Der Anlass: Die ukrainische Halbinsel Krim trennt im Osten nur eine schmale Fahrrinne von der russischen Halbinsel Taman - der Golf von Kertsch. Mitten drin liegt die Insel Tusla, die ursprünglich eine Landzunge mit Taman verband, bis dieser Streifen 1925 nach Sprengungen und Erdbeben absackte und vom Meer überspült wurde. Daraufhin war das Eiland bereits 1941 der ukrainischen Sowjetrepublik zugeschlagen worden. Russland hat nun vor kurzem mit einem Dammbau begonnen, um eine Fahrverbindung zur Insel wiederherzustellen - den Insulanern hätte es vermutlich genützt. In Kiew witterte man dagegen Annexionsgelüste der Moskowiter, die neben der Insel auch den Rohstoffen gälten, die innerhalb der ukrainischen Hoheitsgewässer vermutet werden.

Als sich die russischen Bauarbeiter bis auf 100 Meter Tusla genähert hatten, zündeten ukrainische Grenztruppen Sprengladungen unter Wasser. In letzter Sekunde wurde der Konflikt auf Spitzenebene beigelegt. Russland sagte zu, die Konstruktion des Dammes einzustellen, die Ukraine wollte im Gegenzug ihre Truppen aus Tusla abziehen. Das eine ist geschehen, das andere nicht - eine Fortsetzung der Affäre ist nicht ausgeschlossen.

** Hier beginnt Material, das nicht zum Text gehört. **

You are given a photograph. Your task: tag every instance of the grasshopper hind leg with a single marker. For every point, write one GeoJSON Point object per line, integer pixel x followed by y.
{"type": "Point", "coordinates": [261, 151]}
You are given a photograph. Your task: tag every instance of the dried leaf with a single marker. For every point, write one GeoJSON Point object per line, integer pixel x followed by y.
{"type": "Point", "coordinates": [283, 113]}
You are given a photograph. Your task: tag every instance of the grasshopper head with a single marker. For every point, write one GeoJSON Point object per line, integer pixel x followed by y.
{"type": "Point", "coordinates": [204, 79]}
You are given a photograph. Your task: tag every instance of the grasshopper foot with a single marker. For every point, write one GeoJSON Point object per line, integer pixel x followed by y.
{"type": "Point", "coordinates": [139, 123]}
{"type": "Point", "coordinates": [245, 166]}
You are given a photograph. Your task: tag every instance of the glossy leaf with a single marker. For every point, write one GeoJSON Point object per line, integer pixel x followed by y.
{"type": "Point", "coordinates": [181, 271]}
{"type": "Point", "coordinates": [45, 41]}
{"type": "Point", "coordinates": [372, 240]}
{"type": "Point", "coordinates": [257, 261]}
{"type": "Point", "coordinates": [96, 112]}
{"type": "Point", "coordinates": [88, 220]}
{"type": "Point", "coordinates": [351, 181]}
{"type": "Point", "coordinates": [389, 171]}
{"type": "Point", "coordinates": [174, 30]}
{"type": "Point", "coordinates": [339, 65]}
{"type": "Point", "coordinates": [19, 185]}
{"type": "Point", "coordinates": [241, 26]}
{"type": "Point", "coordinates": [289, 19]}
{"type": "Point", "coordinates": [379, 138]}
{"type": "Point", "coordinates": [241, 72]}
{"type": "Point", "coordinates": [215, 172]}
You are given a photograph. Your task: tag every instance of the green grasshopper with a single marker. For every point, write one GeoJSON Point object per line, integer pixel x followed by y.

Hang zur "Mini-Sowjetunion"

Eine neue Eiszeit zwischen Moskau und Kiew könnte genau den Kräften nützen, die auch den Kriegseinsatz in Babimost geübt haben. Noch im August hatte es in einer Studie der Deutschen Gesellschaft für Auswärtige Politik - Schröders wichtigstem Think Tank - geheißen: "In der Außenpolitik hat die Ukraine eine bedeutende Wende vollzogen. Sie steht wieder eng an der Seite der USA." Parallel bot die EU dem Land eine "stufenweise Verdichtung der Beziehungen" an. Im September kam dann eine jähe Wende: Präsident Kutschma schloss mit seinen Amtskollegen aus Russland, Belarus und Kasachstan ein Abkommen über einen Einheitlichen Wirtschaftsraum (EWR) - für die Konrad-Adenauer-Stiftung nichts anderes als eine "Mini-Sowjetunion". EU-Ostkommissar Günter Verheugen drohte der Ukraine, dass die Schaffung einer Zollunion mit den slawischen Nachbarn "die Beziehungen zur EU ernsthaft belaste". Anfang Oktober ging Kutschma sogar noch einen Schritt weiter: Er gestattete Russland, die stillgelegte Pipeline Odessa-Brody für die Lieferung von Öl in den Mittelmeerraum instand zu setzen. Ursprünglich hatten westliche Firmen dieselbe Trasse nutzen wollen, um die Ölvorräte am Kaspischen Meer zu erschließen. Plötzlich sah es so aus, als ob der russisch Konzern Gasprom das Geschäft macht.

Das "hat in der EU gar keine Freude ausgelöst", vermerkte daraufhin die Neue Zürcher Zeitung. Kurz darauf verleitete der NATO-Vorstoß auf Babimost ukrainische und russische Hitzköpfe zur Eskalation in der Tusla-Krise - die einen fühlten sich durch den Atlantikpakt ermuntert, die anderen bedroht.